11 - Brush bagel tops with beaten egg and sprinkle with cinnamon sugar if desired.
12 - Bake for 20 to 25 minutes or until golden brown and cooked through.
13 - Cool bagels on a wire rack before serving.

# Expert Advice:

01 -
  • They're genuinely chewy like a real bagel, not dense or crumbly like most homemade attempts.
  • Fourteen grams of protein per bagel means you can actually feel full, not just satisfied for twenty minutes.
  • The Greek yogurt keeps them tender for days—they don't dry out like store-bought bagels.
  • You can customize the mix-ins or toppings based on your mood that morning.
02 -
  • The boiling step is non-negotiable—it's what separates a chewy bagel from a dense bread roll, so don't skip it or cut the time short.

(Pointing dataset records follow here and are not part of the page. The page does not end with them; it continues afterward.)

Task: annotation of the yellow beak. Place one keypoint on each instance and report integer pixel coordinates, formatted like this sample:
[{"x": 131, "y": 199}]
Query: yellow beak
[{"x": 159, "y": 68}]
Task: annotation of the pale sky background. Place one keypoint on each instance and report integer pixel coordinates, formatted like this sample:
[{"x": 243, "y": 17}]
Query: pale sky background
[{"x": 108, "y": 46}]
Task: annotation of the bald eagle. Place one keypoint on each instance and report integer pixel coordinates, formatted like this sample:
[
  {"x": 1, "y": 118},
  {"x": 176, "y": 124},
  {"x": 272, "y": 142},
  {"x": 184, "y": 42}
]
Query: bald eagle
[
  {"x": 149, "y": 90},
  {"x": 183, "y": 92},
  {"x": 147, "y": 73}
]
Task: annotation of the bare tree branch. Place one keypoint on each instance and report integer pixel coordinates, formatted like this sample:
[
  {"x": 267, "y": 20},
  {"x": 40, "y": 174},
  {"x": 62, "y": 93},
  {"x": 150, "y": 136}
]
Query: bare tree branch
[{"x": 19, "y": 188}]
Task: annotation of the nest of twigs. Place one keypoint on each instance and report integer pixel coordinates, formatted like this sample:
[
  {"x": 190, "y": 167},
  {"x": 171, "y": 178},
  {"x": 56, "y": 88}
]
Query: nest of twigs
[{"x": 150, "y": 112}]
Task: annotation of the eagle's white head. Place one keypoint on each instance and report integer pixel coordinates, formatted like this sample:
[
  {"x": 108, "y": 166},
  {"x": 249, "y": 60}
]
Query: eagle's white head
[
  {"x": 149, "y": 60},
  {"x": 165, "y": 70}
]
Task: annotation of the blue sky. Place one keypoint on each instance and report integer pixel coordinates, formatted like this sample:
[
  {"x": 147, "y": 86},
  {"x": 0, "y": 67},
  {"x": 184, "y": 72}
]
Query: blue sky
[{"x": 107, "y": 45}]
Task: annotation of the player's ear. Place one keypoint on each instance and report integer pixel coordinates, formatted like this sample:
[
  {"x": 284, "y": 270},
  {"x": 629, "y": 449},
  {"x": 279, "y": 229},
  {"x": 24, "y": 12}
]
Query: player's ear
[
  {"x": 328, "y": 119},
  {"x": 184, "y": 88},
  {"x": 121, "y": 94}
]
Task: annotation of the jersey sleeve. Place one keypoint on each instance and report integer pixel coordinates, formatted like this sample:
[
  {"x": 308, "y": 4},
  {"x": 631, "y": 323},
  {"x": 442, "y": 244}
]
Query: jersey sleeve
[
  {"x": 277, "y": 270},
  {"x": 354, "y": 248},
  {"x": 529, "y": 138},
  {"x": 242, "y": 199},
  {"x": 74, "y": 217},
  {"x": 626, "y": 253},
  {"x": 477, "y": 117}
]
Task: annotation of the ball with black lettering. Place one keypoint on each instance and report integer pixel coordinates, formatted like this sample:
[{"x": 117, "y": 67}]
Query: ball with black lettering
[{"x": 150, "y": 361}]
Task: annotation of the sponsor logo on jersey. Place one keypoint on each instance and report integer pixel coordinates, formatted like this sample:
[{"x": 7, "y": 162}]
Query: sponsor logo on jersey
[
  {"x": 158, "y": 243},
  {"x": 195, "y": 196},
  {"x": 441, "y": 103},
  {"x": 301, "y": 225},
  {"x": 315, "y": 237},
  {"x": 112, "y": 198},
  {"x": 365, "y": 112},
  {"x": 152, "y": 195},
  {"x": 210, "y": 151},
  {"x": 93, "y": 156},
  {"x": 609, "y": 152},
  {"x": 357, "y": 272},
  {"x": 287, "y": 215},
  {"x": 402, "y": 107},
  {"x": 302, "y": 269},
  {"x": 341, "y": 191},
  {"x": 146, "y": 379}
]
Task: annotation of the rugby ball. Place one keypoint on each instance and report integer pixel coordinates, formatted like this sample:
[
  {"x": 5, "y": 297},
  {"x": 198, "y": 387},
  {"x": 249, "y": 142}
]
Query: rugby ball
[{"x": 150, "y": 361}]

  • Your dough temperature matters more than ambient temperature; if the dough feels cold to the touch, it won't rise properly even in a warm spot.
  • Overworking the dough after adding raisins will crush them and turn your bagels speckled instead of studded with raisins.
03 -
  • Don't skip the boiling step or reduce the time—it's what gives you that chewy crust and tender interior that sets these apart from bread rolls.
  • If your kitchen is cold, proofing times will be longer, so look for the dough to double in size rather than watching the clock.
  • Use a kitchen scale for the flour and protein powder if you have one, as volume measurements can be unpredictable depending on how you scoop.